Pangenome analysis of nine Soybean Cyst Nematode genomes reveal hidden variation contributing to diversity and adaptation

Background Soybean cyst nematode (SCN) poses a persistent challenge to soybean production. SCN populations repeatedly overcome resistant cultivars, resulting in crop yield loss. Reference-genome driven analysis limits our knowledge of intraspecific diversity, impeding our understanding of virulence evolution and host adaptation. Here, we leverage high-fidelity long-read sequencing and comparative analysis to generate a pangenome from nine SCN populations differing in their pathotypes.
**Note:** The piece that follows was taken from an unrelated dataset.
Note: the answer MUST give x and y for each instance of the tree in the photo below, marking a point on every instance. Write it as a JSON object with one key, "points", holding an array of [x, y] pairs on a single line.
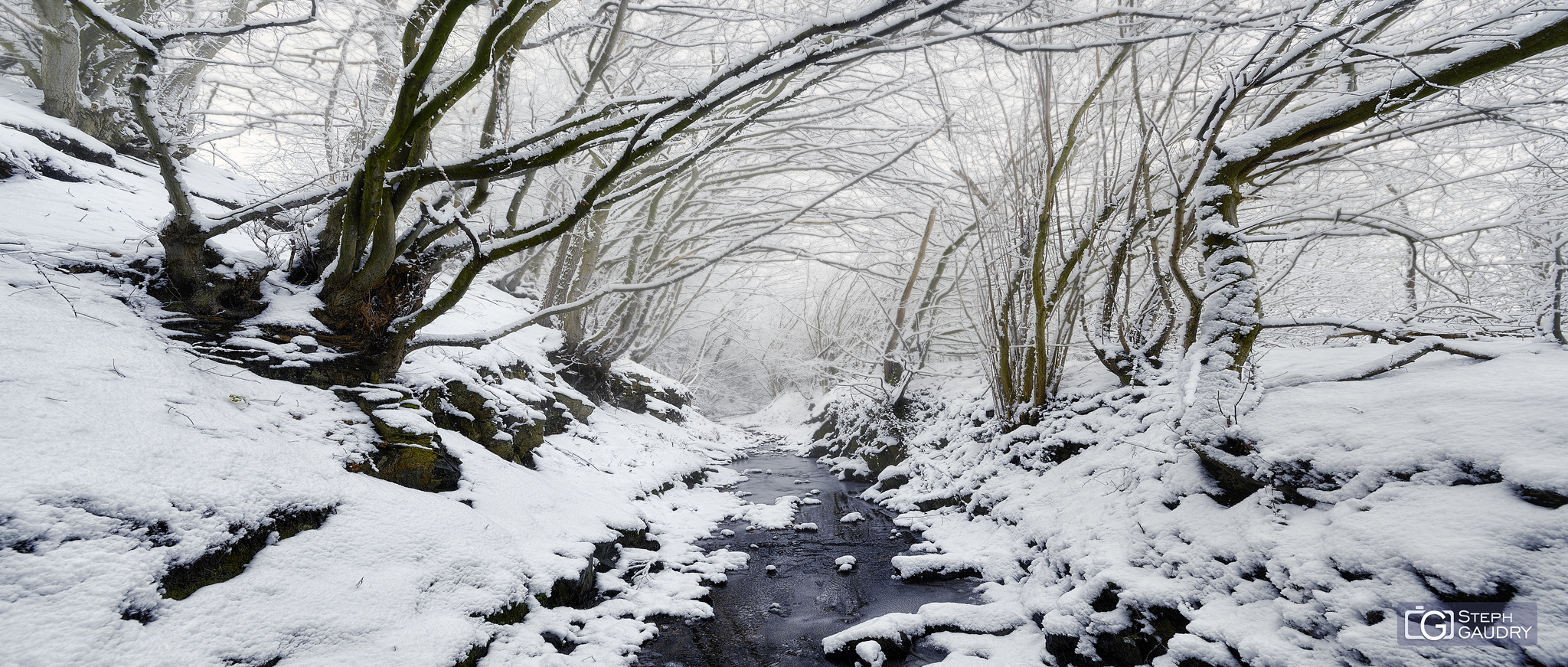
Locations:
{"points": [[403, 211]]}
Results In this study we compared 9 SCN genomes, including 8 new assemblies at the chromosome level. We identified over 19,000 orthologous gene families, with nearly 50% comprising the conserved core genome. A large portion of the core genome (40%) exhibited signatures of more rapid evolution in a positive selection analysis, particularly in domains related to host interaction and immune evasion. Structural variants in genomic regions under selection suggest population-specific haplotypes that may underlie differential virulence. Furthermore, the secretome, comprising ~ 1,400 genes per genome, revealed dynamic effector content across accessions. Conclusions Our study highlights the power of pangenomics in revealing hidden genetic diversity in SCN. The dynamic nature of both core and accessory genomes, shaped by selection and structural rearrangements, illustrates the genomic evolutionary arms race between SCN and soybean. These insights provide a foundational resource for resistance breeding and pathogen surveillance, with broader implications for managing rapidly evolving crop pathogens.